Auxiliary information is the information gained as background knowledge by the adversary. It is any data that might be combined with other data(sets) to give meaningful information. It is usually gathered from real world information (but not always, this too has expanded):

  • with the usual information gathering techniques for example from work environments, such as personal information of/from colleagues, from dumpster diving, and from any public information, such as a voter list, petition sites, forum comments, or reviews in websites, to name but a few.

  • from neighbourhood data collected in open data sets.

  • from another dataset that was either bought at a black market or gained from a merger or buying up a small data company.

  • and in some cases even from the target dataset.

Target dataset

The target dataset is a set of anonymous data (also known as de-identified data).

The most common methods for de-identification (anonymisation) are by removing personal identifiable information (PII) such as ID and phone numbers, and using sophisticated anonymisation schemes such as k-anonymity, l-diversity, and t-closeness. The new kid on the block is differential privacy.

Personal data, also known as personal information, personally identifying information (PII), or sensitive personal information (SPI), is any information relating to an identifiable person. Personally identifying information is a legal concept, not a technical concept, and is not used in the same way in all jurisdictions. Plus that with current re-identification attacks, the absence of PII data does not mean that the remaining data does not identify individuals.

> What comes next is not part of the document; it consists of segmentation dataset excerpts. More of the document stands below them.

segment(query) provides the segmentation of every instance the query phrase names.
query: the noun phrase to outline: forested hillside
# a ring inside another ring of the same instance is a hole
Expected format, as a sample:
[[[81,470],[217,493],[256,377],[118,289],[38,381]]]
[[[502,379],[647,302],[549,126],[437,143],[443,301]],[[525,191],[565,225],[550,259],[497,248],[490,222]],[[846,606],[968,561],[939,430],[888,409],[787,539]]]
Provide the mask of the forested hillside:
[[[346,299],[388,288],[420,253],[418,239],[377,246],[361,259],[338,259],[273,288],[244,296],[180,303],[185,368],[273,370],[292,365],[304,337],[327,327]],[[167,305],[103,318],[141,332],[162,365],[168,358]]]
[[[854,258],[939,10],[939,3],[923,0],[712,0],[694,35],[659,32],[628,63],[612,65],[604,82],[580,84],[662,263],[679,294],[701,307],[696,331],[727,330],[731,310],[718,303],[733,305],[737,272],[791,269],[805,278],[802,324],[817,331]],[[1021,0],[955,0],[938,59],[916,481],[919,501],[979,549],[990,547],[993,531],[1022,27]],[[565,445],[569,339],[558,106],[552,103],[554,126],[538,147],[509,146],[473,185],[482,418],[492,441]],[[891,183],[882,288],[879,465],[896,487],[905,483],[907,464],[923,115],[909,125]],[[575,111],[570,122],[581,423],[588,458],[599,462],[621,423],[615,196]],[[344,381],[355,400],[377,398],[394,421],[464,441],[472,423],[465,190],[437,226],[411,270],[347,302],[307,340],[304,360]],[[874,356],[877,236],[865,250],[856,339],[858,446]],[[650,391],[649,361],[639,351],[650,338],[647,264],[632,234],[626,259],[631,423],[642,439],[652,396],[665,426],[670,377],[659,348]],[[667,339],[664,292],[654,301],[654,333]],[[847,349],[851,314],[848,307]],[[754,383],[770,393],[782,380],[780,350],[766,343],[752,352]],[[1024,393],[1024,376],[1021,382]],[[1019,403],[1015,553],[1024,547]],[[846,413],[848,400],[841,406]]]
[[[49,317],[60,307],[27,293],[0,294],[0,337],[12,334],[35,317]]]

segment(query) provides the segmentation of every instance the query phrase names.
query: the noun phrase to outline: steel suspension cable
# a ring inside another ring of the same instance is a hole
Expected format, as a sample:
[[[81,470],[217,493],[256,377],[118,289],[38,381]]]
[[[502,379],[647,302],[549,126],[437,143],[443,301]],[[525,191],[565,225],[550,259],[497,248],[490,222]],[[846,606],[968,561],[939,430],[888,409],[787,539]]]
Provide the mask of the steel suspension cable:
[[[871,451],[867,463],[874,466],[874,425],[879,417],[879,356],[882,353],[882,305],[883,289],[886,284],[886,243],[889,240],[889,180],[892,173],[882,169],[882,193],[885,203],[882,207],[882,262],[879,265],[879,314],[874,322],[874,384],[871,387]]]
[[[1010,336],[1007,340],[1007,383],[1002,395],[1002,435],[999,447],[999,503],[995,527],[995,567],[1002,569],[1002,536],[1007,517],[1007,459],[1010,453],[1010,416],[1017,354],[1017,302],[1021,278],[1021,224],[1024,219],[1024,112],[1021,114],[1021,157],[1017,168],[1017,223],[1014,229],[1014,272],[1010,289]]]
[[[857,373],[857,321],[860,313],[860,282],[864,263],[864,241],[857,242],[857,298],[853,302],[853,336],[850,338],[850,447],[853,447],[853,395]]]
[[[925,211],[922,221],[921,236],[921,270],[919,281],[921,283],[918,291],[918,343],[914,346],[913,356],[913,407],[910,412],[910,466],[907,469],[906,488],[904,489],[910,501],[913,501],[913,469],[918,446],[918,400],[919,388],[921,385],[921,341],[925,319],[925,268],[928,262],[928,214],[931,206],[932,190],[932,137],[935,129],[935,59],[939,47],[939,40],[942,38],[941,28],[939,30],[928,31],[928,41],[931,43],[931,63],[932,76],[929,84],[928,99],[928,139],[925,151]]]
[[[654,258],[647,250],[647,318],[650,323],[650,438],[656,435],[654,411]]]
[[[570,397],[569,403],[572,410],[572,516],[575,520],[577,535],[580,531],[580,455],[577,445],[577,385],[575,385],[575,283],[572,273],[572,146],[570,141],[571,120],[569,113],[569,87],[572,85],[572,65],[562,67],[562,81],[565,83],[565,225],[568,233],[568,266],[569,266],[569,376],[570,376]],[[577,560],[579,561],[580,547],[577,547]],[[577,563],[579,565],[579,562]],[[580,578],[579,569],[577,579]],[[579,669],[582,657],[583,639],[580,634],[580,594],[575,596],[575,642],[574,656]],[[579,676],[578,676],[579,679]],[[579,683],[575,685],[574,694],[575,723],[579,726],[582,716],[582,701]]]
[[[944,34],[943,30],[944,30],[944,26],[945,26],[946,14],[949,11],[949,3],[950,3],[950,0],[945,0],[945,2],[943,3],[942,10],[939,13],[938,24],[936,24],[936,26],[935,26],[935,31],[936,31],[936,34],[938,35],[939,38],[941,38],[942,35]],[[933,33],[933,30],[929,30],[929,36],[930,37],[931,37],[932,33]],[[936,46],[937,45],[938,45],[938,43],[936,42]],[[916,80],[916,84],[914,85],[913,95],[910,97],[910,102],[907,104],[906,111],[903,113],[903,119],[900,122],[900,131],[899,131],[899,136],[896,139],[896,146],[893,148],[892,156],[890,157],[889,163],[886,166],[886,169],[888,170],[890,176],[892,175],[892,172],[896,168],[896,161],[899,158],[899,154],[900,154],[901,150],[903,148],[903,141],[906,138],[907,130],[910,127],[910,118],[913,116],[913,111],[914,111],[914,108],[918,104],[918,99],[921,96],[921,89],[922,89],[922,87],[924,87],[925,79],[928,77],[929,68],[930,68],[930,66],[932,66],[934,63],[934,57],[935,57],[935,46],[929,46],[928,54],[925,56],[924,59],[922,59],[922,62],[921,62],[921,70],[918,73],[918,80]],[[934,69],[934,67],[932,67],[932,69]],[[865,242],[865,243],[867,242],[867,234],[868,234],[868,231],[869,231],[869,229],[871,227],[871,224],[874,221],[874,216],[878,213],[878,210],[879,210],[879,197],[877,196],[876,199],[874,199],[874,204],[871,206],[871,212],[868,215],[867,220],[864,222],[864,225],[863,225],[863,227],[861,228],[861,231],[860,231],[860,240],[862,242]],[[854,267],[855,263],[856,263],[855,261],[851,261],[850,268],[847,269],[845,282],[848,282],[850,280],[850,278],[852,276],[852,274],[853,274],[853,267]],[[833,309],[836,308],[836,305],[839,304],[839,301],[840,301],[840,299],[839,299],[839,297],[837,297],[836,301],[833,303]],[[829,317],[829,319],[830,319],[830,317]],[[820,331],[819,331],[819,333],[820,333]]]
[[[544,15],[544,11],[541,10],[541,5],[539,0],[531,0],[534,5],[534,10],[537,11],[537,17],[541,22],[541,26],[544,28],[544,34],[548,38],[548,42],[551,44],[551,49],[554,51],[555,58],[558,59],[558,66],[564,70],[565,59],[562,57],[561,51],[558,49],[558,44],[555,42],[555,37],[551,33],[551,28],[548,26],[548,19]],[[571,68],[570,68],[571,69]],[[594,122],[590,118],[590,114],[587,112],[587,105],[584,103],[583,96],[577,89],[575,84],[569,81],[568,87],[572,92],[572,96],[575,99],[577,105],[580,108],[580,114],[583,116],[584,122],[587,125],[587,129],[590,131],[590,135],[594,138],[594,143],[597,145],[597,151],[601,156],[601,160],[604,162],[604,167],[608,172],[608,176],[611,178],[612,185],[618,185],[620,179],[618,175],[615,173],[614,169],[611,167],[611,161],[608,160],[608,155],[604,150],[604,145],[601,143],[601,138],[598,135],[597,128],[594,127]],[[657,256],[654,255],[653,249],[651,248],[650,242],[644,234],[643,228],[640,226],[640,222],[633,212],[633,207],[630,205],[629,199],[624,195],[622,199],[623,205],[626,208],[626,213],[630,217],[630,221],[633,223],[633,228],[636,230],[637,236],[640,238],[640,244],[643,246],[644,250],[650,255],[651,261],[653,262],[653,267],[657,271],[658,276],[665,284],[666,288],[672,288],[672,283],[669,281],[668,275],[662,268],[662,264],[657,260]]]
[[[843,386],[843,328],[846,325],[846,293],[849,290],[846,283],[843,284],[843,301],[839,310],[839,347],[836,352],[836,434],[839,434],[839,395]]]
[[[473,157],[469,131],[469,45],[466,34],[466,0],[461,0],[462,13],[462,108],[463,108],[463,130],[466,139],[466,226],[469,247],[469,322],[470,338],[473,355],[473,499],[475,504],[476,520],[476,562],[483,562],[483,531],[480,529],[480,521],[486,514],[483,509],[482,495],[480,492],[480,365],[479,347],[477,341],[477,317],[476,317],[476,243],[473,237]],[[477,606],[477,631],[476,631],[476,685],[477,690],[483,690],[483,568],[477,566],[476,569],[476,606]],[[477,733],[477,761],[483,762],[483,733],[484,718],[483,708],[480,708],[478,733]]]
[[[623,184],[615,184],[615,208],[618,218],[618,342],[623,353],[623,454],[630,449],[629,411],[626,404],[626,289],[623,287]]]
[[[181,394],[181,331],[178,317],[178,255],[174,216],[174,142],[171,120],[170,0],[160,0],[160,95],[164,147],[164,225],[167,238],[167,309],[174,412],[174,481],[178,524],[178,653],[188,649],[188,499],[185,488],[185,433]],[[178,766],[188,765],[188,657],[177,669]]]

A dataset provides k-anonymity protection if the information for each individual in the dataset cannot be distinguished from at least k − 1 individuals whose information also appears in the dataset.

k-anonymity and its variants can protect the privacy of structural data to some extent, but are susceptible to structure-based de-anonymisation attacks due to the limitations of the schemes (they are syntactic properties based) and the rich amount of auxiliary information available to adversaries.

Differential privacy

With static anonymisation, an analyst must decide ahead of time which fields contain sensitive data, and then either remove or alter these fields before running the analysis, which reduces the quality of the data set. Plus, the analyst must also consider any auxiliary information a potential hacker might have that could lead to re-identification of the sensitive fields. With dynamic anonymisation, also called interactive anonymisation, data is anonymised on a query-by-query basis, without destroying the quality of the data set.

In differential privacy a query should not reveal whether any one person is present in a dataset or what their data are. Imagine two otherwise identical datasets, one with an individual’s information in it, and one without it. The probability that a query will produce a given result is nearly the same whether conducted on the first or second dataset. If an individual’s data does not affect the outcome of a query, then it might be okay to give this information because it is unlikely that the information would be tied back to the individual. And, if an analysis on a dataset finds a correlation between two characteristics, then interpretation of and assigning significance to the correlation, might have an effect on an individual with that characteristic, regardless of whether the individual’s dataset was included in the study.

In short, differential privacy supposedly offers the benefits of data research without sacrificing privacy and supports “Legitimate Interest” processing by overcoming shortcomings of “static” data protection techniques that do not adequately protect data subjects against unauthorized re-identification when data is combined from multiple sources or used for various purposes.

Jane Bambauer, Krishnamurty Muralidhar, and Rathindra Sarathy have shown that by itself differential privacy will usually produce either wrong research results or useless privacy protections. Differential privacy was developed to protect the privacy of interactive data release. It cannot defend against structural data de-anonymisation attacks which can breach the privacy of non-interactive data releases.